DSE Hadoop supports Sqoop for migrating data and supports password authentication for Sqoop operations.

DSE Hadoop supports Sqoop, an Apache Software Foundation tool for transferring data between an RDBMS data source and Hadoop or between other data sources, such as NoSQL. DataStax Enterprise supports the following operations:
  • Import and export data to and from CQL tables and any JDBC-compliant data source.
  • Import SQL files into a CQL collection set, list, and map.
  • Import data into CQL using a re-useable, file-based import command.
  • Import legacy data using the thrift-import tool that supports backward compatibility with previous DataStax Enterprise versions.
  • Use conventional Sqoop commands to import data into the Cassandra File System (CFS), the counterpart to HDFS, instead of a CQL table.
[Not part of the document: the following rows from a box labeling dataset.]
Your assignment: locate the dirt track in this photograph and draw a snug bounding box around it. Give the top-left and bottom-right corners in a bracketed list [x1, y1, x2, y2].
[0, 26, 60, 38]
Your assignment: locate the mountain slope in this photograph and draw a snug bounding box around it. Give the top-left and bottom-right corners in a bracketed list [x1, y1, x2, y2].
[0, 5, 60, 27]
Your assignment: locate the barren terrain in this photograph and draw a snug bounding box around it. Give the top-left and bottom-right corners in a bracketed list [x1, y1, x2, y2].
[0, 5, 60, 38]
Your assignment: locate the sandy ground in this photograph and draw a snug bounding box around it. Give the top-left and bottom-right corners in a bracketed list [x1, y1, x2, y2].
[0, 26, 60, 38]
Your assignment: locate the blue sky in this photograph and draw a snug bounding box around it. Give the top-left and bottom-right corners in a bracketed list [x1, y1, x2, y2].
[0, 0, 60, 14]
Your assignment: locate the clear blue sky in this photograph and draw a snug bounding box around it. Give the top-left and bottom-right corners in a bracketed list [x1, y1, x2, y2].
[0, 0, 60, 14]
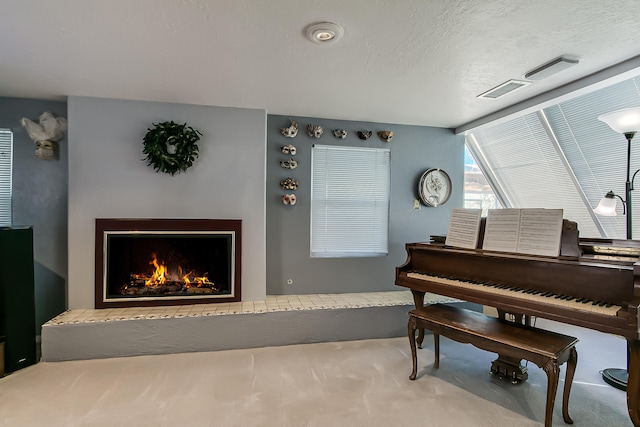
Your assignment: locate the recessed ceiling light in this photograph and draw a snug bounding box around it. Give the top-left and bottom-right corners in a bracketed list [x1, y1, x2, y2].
[307, 22, 344, 44]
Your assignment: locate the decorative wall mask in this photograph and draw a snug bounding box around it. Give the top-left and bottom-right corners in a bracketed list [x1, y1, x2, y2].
[20, 111, 67, 159]
[357, 130, 373, 141]
[307, 125, 324, 138]
[280, 177, 298, 190]
[282, 144, 298, 156]
[282, 194, 298, 206]
[280, 157, 298, 169]
[378, 130, 393, 142]
[333, 129, 347, 139]
[280, 119, 298, 138]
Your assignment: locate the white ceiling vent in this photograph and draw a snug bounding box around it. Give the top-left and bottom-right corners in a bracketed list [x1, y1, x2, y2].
[478, 80, 531, 99]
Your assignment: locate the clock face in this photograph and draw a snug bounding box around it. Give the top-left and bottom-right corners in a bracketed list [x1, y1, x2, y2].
[418, 168, 451, 207]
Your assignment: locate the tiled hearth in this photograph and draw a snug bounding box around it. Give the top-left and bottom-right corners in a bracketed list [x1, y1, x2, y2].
[47, 291, 428, 325]
[42, 291, 456, 361]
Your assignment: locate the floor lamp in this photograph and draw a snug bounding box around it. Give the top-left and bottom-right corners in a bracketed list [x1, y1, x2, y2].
[594, 108, 640, 390]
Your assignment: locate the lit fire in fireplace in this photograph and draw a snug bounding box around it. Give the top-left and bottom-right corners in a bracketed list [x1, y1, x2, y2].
[120, 253, 218, 295]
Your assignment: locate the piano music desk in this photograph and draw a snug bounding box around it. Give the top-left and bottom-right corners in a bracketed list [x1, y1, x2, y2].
[408, 304, 578, 427]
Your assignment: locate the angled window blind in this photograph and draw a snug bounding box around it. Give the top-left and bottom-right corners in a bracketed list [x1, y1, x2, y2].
[0, 129, 13, 226]
[544, 77, 640, 239]
[467, 77, 640, 239]
[311, 145, 391, 258]
[467, 113, 599, 237]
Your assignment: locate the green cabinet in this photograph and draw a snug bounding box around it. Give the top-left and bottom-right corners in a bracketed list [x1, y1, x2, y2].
[0, 227, 36, 372]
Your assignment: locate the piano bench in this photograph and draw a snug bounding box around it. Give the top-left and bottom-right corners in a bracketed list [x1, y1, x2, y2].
[408, 304, 578, 427]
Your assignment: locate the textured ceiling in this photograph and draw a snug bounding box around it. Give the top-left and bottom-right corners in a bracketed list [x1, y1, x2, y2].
[0, 0, 640, 127]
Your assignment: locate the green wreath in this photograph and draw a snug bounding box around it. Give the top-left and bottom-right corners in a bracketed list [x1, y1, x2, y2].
[142, 121, 202, 175]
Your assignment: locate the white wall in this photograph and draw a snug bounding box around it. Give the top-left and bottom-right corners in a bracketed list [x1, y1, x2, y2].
[68, 96, 266, 309]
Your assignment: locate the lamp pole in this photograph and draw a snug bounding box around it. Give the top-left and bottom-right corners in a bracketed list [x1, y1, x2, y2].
[624, 132, 636, 240]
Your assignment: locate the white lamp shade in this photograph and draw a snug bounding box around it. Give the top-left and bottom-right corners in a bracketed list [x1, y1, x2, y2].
[598, 107, 640, 133]
[593, 196, 618, 216]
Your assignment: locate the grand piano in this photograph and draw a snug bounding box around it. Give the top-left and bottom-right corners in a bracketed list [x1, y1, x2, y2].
[395, 223, 640, 426]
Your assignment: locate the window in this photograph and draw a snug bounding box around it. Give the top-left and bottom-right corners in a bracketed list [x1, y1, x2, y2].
[311, 145, 391, 258]
[466, 77, 640, 238]
[0, 129, 13, 226]
[464, 145, 502, 216]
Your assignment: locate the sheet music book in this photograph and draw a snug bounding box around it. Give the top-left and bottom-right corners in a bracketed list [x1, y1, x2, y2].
[444, 208, 482, 249]
[482, 208, 563, 257]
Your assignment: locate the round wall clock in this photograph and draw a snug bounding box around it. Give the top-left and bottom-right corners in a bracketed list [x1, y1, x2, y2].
[418, 168, 451, 208]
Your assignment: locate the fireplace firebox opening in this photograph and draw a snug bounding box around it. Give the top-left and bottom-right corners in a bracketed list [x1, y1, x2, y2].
[95, 218, 242, 308]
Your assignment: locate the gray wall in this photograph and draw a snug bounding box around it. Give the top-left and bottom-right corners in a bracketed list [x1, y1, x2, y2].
[0, 98, 68, 334]
[266, 115, 464, 295]
[68, 96, 266, 309]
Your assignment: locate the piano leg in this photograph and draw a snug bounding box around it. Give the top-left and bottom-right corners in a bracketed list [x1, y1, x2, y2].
[627, 339, 640, 427]
[407, 316, 418, 380]
[411, 289, 425, 348]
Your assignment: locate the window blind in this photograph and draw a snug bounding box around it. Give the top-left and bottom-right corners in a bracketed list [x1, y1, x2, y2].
[311, 145, 390, 258]
[466, 77, 640, 239]
[0, 129, 13, 226]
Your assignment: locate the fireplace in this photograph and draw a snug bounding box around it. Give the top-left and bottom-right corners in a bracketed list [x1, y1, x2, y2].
[95, 218, 242, 308]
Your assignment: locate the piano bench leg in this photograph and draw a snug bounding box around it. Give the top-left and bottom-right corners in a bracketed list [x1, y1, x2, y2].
[417, 328, 424, 348]
[433, 332, 440, 369]
[562, 347, 578, 424]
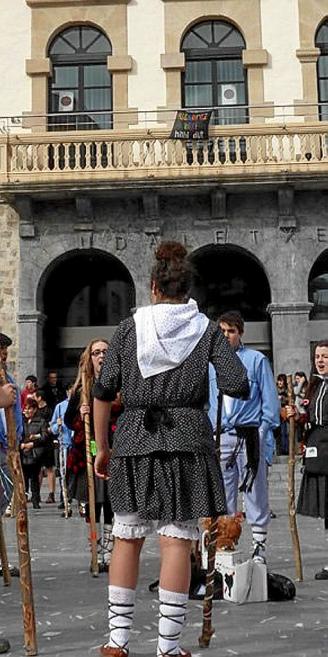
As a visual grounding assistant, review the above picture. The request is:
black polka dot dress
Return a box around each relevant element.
[93,318,248,522]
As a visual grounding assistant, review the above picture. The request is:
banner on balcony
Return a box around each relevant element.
[170,110,212,140]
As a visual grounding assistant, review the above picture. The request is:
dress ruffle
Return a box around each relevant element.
[109,452,226,523]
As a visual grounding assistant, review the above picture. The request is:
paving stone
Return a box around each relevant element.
[0,464,328,657]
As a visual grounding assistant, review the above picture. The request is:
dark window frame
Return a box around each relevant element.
[315,20,328,121]
[48,25,113,131]
[181,20,249,125]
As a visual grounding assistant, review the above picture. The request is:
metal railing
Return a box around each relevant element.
[0,116,328,186]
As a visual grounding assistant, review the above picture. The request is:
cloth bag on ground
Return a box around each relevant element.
[304,427,328,475]
[221,559,268,604]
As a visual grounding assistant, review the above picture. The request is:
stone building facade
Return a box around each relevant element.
[0,0,328,380]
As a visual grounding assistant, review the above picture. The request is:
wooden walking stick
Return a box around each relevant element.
[287,374,303,582]
[0,363,38,656]
[0,517,11,586]
[198,391,222,648]
[82,372,99,577]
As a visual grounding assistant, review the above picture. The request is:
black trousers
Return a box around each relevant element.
[23,463,41,504]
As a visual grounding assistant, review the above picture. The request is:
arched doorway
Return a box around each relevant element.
[191,244,271,356]
[38,249,135,381]
[308,249,328,344]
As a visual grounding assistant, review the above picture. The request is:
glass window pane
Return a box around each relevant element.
[84,64,111,87]
[50,89,79,112]
[215,107,248,125]
[315,23,328,45]
[82,27,100,50]
[49,36,75,55]
[52,66,78,89]
[218,82,246,105]
[318,55,328,77]
[185,84,213,107]
[220,30,245,48]
[185,61,212,82]
[61,27,81,50]
[84,89,111,110]
[182,32,208,50]
[193,23,213,43]
[214,21,231,44]
[88,34,112,55]
[216,59,244,82]
[79,110,113,130]
[319,80,328,101]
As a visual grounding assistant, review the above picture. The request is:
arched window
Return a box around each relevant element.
[181,21,248,125]
[315,21,328,121]
[49,26,113,130]
[309,250,328,319]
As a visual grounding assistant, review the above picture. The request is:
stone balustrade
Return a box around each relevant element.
[0,122,328,189]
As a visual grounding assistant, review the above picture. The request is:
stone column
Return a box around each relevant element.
[267,302,313,376]
[17,310,46,383]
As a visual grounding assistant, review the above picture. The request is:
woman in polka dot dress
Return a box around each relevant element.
[93,242,248,657]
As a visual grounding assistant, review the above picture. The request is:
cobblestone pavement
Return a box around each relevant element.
[0,456,328,657]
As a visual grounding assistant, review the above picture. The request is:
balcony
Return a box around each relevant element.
[0,122,328,194]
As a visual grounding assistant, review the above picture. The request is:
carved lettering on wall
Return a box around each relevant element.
[79,231,93,249]
[147,233,160,249]
[317,228,328,242]
[115,235,127,251]
[249,228,259,244]
[279,226,297,243]
[182,233,194,249]
[214,226,228,244]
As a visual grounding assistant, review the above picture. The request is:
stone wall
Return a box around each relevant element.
[0,201,19,373]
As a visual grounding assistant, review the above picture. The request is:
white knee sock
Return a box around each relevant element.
[103,525,114,565]
[157,588,188,657]
[107,585,136,653]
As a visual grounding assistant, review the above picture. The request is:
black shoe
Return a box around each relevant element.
[314,568,328,579]
[0,637,10,654]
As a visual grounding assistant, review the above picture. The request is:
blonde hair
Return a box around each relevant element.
[72,338,109,403]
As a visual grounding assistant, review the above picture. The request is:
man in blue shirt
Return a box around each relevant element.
[0,333,22,654]
[50,383,74,515]
[209,311,280,563]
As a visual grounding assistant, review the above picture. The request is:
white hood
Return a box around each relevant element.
[134,299,209,379]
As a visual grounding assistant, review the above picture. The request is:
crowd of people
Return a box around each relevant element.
[0,242,328,657]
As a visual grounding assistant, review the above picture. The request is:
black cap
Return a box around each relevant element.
[0,333,13,349]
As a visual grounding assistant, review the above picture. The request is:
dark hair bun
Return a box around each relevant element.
[155,242,187,260]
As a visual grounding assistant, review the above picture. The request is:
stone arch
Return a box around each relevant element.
[308,249,328,320]
[36,248,135,381]
[190,243,271,355]
[180,13,247,47]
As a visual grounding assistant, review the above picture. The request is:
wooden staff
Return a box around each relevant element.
[82,372,99,577]
[198,391,223,648]
[198,518,218,648]
[0,363,38,656]
[0,517,11,586]
[287,374,303,582]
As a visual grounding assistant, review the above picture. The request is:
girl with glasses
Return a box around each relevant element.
[64,338,118,572]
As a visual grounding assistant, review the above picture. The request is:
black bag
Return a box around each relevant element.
[267,573,296,602]
[304,427,328,475]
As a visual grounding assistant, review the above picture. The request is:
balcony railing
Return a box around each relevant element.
[0,122,328,189]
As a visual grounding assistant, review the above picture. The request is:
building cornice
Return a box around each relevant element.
[25,0,130,9]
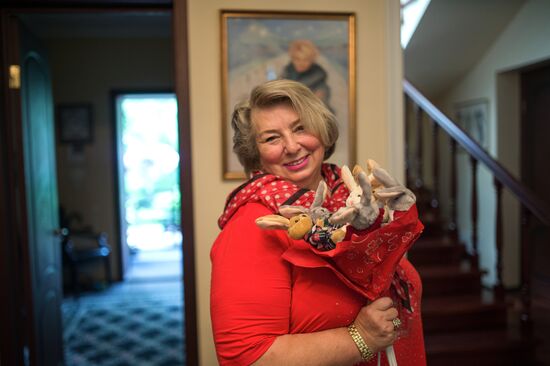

You can import and export MySQL, PostgreSQL, and Oracle data types that are listed in the Sqoop reference. An analytics node runs the MapReduce job that imports and exports data from a data source using Sqoop. You need a JDBC driver for the RDBMS or other type of data source.

Importing data 

You can import data from any JDBC-compliant data source. For example:

  • DB2
  • MySQL
  • Oracle
  • SQL Server
  • Sybase
Note: For databases that are not directly supported by Sqoop, use the generic JDBC driver. In some cases, using Sqoop to import data from some unsupported database types requires DataStax Enterprise 4.7.4 or later.

Securing Sqoop 

DataStax Enterprise supports password authentication for Sqoop operations. Configure password authentication using Cassandra-specific properties. Kerberos is also supported. Client-to-node encryption (SSL) is supported for Sqoop-imported and exported data.